A committee is looking at the possibility of squishing four faculties into a giant liberal arts one.
the Gauntlet

All for one and one for all

Re-organization of arts is under scrutiny . . . again

Publication YearIssue Date 

The University of Calgary is discussing the possibility of reorganizing four arts-related faculties into one super arts faculty on campus. In a recent memo, president Harvey Weingarten and provost Alan Harrison announced plans to initiate discussion between the faculties of communications and culture, fine arts, humanities and social sciences.

While there have been many informal discussions in past years on the topic, the memo outlined the current strategy for analysis, including external consultation, preparation of a fact book and using one senior academic from each faculty to serve as internal leaders and discussion facilitators. The president and provost have also requested invitations to meetings in each faculty to discuss concerns about the current structure.

"At this stage, we're having more explorative discussions," said Harrison. "It is our intention to consult with more broadly based faculties at other institutions."

In Dec. 2004, deans from these four faculties met to discuss possible review of faculty structures, but at that time nothing formal was followed through. The decision to hold these discussions now is due to "increased emphasis on multi-disciplinarity, the undergraduate student experience, expansion of graduate studies and changed processes for resource allocation," claimed the memo. It argued that the current structure "impedes" students' academic goals.

"We want to see whether there are compelling academic arguments," said Harrison.

Social science dean Dr. Kevin McQuillian wants to start by looking at the current organization. He argued there is not one right solution.

"We can see lots of different models across the country and things work reasonably well," he said. "But I think it's worth taking a look at this and seeing if there are advantages that might come out of a different kind of organization than we have. Whether there are savings in terms of how we administer things, that hopefully will make more resources available for teaching or for research at the university. . . If there are ways of doing things more efficiently, I think we should take a serious look at them."

Some of Canada's top universities, including McGill University and the University of Western Ontario, have one faculty for all of their liberal arts programs.

Faculty of fine arts dean Ann Calvert agreed with McQuillian, saying that there was an obvious academic advantage in an integrated faculty.
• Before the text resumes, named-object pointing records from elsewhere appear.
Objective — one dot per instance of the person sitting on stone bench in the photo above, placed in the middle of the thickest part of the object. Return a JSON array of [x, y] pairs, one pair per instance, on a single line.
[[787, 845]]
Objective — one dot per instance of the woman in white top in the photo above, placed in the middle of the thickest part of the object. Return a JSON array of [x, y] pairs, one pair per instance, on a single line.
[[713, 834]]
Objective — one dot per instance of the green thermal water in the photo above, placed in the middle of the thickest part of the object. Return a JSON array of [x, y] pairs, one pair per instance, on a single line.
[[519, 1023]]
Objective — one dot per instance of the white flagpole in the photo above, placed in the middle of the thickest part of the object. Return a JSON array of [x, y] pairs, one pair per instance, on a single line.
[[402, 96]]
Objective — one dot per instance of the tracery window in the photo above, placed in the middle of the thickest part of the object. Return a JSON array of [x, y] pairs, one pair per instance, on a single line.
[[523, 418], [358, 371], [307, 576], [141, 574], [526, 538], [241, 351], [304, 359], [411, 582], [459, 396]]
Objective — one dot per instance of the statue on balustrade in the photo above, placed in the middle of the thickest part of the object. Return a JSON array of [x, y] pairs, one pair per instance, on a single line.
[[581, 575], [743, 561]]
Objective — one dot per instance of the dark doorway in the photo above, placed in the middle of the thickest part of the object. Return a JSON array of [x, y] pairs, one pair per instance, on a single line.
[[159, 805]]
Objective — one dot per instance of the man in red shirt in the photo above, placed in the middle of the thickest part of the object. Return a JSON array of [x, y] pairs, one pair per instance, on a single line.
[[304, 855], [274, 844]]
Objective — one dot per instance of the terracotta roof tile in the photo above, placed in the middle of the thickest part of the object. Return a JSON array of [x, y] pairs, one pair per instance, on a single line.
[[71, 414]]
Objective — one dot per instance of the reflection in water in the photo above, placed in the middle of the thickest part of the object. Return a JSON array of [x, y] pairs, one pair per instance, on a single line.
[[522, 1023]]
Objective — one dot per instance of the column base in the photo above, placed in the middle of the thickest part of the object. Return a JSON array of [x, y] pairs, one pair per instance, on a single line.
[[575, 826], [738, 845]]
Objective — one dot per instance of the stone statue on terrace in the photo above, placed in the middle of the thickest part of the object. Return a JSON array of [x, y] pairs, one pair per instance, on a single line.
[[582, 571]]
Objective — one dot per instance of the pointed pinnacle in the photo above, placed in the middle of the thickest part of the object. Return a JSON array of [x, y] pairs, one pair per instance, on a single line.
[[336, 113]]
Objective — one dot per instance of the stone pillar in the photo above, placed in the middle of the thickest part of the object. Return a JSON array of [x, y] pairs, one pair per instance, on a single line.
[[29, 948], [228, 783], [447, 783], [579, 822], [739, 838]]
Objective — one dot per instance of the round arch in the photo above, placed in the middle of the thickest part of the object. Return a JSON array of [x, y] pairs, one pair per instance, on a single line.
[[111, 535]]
She also said time is needed to analyze all the implications.

"One of the academic advantages that is anticipated is the stronger opportunities for interdisciplinary work and collaboration," she added. "I expect that a report will be rendered that will offer us some suggestions and some analysis and then it will be up to the general faculties council to review that and look at those recommendations, discuss them and make a decision."

If the change was passed, four out of 16 faculties and nearly 7,000 or a quarter of full-time students would be affected.

"The question we have to ask ourselves right now is whether it's a good idea, whether it's feasible, whether it's good for the university," said Su social science faculty representative Teale Phelps Bondaroff. "For me, the most important thing is student consultation."

The memo acknowledged organizing details of any possible new administrative arrangement involved with a new structure may take several years, but an informed discussion is planned for the May 21, 2009 GFC meeting. GFC will then decide on the structure for the arts-related faculties.

"[We plan to] collect information, pull it all together, share that information, distill it, modify it, then start to see if something emerges," said Harrison.